In 2000, the Clay Mathematics Institute published the Millenium Prize Problems. These were seven mathematical problems, and solving any one of them came with the award of one million dollars. However, they were also some of the most complex, unsolvable problems of the past few centuries. Many appear intimidating just from their name—the Riemann Hypothesis, the Yang-Mills Existence, and Mass Gap, just to name a few. The very first problem on the list, though, looks easy enough, almost like a middle school algebra equation. It is simply titled “P = NP.”
It is now 2021, and the P = NP problem has yet to be solved. Why is this so? What is it about this statement that even the greatest mathematical minds of the last two decades cannot solve it?
The actual meaning of the P = NP problem is much more complicated than it appears. It is a statement about different types of problems, or tasks. In computer science, a problem is anything you can get a computer to do, such as printing out a series of numbers, calculating an expression, or searching the internet. The solutions to these problems are called algorithms, and the field of computer science is heavily concerned with something called algorithmic complexity—how long it takes for an algorithm to run and a problem to be solved. However, this isn’t simply measured in seconds or minutes, but rather in relation to the number of elements an algorithm must operate on.
Take, for example, an algorithm that must sort a list of unordered numbers. It makes sense that the more elements, or numbers, there are, the longer this algorithm takes to solve the problem. Scientists have devised clever algorithms such as Merge Sort that are able to sort the elements in O(logn) time, meaning the runtime is proportional to log(n), with n being the number of elements to be sorted.
However, other problems have significantly larger complexities. Prime factorization, or reducing any integer down to the product of prime numbers, doesn’t sound too difficult. However, the most efficient existing solution is O(xn), or proportional to an exponential function. This grows much faster than the log function, and as n gets very large, the runtime will skyrocket.
A threshold used for algorithmic complexity is polynomial time—that is, whether an algorithm runs in O(nx) for some x. This is clearly a faster growth rate than logarithmic or even linear functions, but much slower than other functions such as exponential or factorial functions, regardless of the base x.
This is where P = NP comes in. P and NP are both sets of problems—essentially, just groups. P stands for “polynomial time” and NP stands for “non-deterministic polynomial time.” Specifically, a problem in P is something that can be solved in polynomial time—whether the best possible algorithm to run it on is at most polynomial. A problem in NP is something that can be verified in polynomial time—given any solution, how long it takes to make sure that that solution is correct. The question of P = NP asks if these two sets are equal—in other words, if every problem that can be verified in polynomial time can also be solved in polynomial time.
This distinction is important. The prime factorization is one such example. Verifying a given solution is extremely easy, and can be done in far less than polynomial time — simply multiply together all of the factors and check that it yields the correct number. Solving the problem, as we have seen, has yet to be done in polynomial time. However, we have yet to actually prove that this is the best possible solution to prime factorization. Therefore, we are certain that prime factorization is in NP, but we are uncertain if it is in P. In order to prove P = NP, we would need to prove that every problem in NP is also in P, and vice versa. This appears unlikely, but no one has formally proved that it is either true or false.

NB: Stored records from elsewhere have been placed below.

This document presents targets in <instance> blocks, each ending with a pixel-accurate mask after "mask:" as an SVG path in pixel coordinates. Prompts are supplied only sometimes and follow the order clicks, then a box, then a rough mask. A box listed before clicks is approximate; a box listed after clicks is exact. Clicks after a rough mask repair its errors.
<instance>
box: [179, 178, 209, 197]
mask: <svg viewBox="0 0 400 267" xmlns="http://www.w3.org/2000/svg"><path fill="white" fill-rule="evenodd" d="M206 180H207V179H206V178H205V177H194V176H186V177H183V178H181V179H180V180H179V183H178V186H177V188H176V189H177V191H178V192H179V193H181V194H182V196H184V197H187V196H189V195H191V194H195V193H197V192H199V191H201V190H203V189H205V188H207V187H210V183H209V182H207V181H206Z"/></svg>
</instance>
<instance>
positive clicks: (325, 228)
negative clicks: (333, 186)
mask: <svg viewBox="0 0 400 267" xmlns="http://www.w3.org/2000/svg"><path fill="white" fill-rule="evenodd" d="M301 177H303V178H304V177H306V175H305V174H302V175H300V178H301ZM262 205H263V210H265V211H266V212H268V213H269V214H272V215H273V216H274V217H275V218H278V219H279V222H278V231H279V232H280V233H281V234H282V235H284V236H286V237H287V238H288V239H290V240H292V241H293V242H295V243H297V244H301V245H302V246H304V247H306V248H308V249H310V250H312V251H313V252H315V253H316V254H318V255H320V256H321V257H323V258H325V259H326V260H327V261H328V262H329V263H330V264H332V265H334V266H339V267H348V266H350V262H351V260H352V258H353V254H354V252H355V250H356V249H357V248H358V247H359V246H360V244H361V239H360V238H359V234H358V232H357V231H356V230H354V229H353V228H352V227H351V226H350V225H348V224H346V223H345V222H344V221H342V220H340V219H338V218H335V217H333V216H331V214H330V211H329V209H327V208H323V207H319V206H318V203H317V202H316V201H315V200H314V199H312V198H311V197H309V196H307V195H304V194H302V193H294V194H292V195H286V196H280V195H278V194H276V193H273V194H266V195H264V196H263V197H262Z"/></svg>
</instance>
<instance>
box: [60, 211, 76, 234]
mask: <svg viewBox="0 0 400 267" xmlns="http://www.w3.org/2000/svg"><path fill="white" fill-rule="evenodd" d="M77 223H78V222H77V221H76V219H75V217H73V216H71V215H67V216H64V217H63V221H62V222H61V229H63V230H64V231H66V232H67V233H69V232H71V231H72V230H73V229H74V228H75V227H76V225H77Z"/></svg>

Why do we even ask this problem? Proving P = NP (or the opposite) would have important implications for different fields. For example, in cryptography, the study of making code and passcodes, most solutions and codes are easy to verify once you know the code. However, if we proved that P = NP, then that would mean that these codes are solvable in less than polynomial time — meaning someone could figure out your email password without too much time. Solving P=NP would have important effects in many fields, from algorithm development to biology.
However, after decades, we have yet to solve the problem, and it doesn’t look like we’re getting any closer. Perhaps this question will always remain a mystery.